It is known a method solving the DHP given an oracle capable of solving the DLP: find $x$ from the given $g^x$ using the oracle, then compute ${\left(g^y\right)}^x$, which is the desired $g^{(x\,y)}$. In other words, the DHP is no harder than the DLP.

It is not known any method solving the DLP given an oracle capable of solving the DHP. And thus we do not know if the DHP is easier than the DLP, or equivalent.

The citation in the question is

If the only way of solving the DHP requires the DLP, one would say that, the DHP is equivalent to the DLP

and that's clearly correct: if solving the DHP required solving the DLP (for $x$, or for $y$, or for an otherwise random instance of the DLP), then the DHP would be no easier than the DLP; and since the DHP is no harder than the DLP, the two would be equivalent.

However "the only way of solving the DHP requires the DLP" is false, or at least a gross oversimplification; making the quoted statement moot.

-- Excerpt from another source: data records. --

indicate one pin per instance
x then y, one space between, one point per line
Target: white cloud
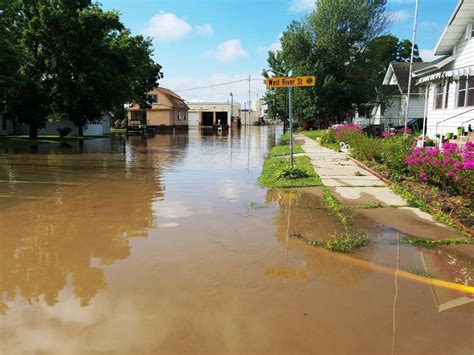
275 46
219 93
227 51
427 55
166 26
401 15
205 30
302 5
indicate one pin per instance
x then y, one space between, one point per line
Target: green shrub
292 172
328 137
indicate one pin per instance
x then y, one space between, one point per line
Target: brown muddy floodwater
167 245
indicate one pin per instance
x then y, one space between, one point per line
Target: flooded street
168 245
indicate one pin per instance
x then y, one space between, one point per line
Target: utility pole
290 91
231 109
249 98
411 68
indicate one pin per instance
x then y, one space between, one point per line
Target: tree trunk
33 131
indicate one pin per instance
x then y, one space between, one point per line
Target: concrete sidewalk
357 187
348 182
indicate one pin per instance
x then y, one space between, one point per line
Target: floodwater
167 245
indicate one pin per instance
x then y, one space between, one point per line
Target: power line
221 84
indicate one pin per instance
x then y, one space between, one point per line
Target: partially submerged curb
455 221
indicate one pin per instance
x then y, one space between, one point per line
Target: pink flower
469 164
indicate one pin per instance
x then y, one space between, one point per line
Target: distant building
99 127
168 110
210 114
450 80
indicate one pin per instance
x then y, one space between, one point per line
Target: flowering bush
450 168
342 130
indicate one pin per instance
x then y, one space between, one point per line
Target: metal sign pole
290 90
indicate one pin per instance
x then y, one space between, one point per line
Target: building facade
96 128
168 110
449 81
210 114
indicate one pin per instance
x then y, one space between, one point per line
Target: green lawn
285 150
273 167
313 134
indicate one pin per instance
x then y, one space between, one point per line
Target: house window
466 91
439 93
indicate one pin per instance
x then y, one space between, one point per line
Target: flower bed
450 168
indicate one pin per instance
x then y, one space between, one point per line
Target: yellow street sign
286 82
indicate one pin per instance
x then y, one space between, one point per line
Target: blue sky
206 42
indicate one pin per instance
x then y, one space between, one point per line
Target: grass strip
336 207
313 134
431 243
274 167
280 150
344 243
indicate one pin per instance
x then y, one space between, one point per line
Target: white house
449 81
395 87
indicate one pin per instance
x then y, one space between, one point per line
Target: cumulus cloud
275 46
166 26
401 15
427 55
205 30
302 5
227 51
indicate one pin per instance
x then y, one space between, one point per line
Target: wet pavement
168 245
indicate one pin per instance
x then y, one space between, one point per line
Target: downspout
425 115
444 110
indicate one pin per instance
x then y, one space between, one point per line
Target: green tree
404 52
99 64
9 55
31 99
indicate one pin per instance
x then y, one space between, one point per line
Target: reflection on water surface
167 244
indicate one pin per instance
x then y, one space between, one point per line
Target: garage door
193 118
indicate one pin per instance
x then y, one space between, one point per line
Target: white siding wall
464 57
437 115
464 53
417 106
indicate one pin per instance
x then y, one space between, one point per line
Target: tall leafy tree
31 102
99 64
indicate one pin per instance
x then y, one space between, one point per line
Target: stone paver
347 181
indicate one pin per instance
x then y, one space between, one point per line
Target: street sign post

Counter example: let $u\gets g$ and $v\gets b$; while $u\ne a$ repeat $u\gets u\,g$ and $v\gets v\,b$; output the final $v$, which is the desired $g^{(x\,y)}$.

Another observation is that the best known methods for solving the DHP involve solving a random instance of the DLP. And it there was a significantly better method, it would prove that solving the DHP is easier than the DLP. That might be a better statement of what is meant by the citation.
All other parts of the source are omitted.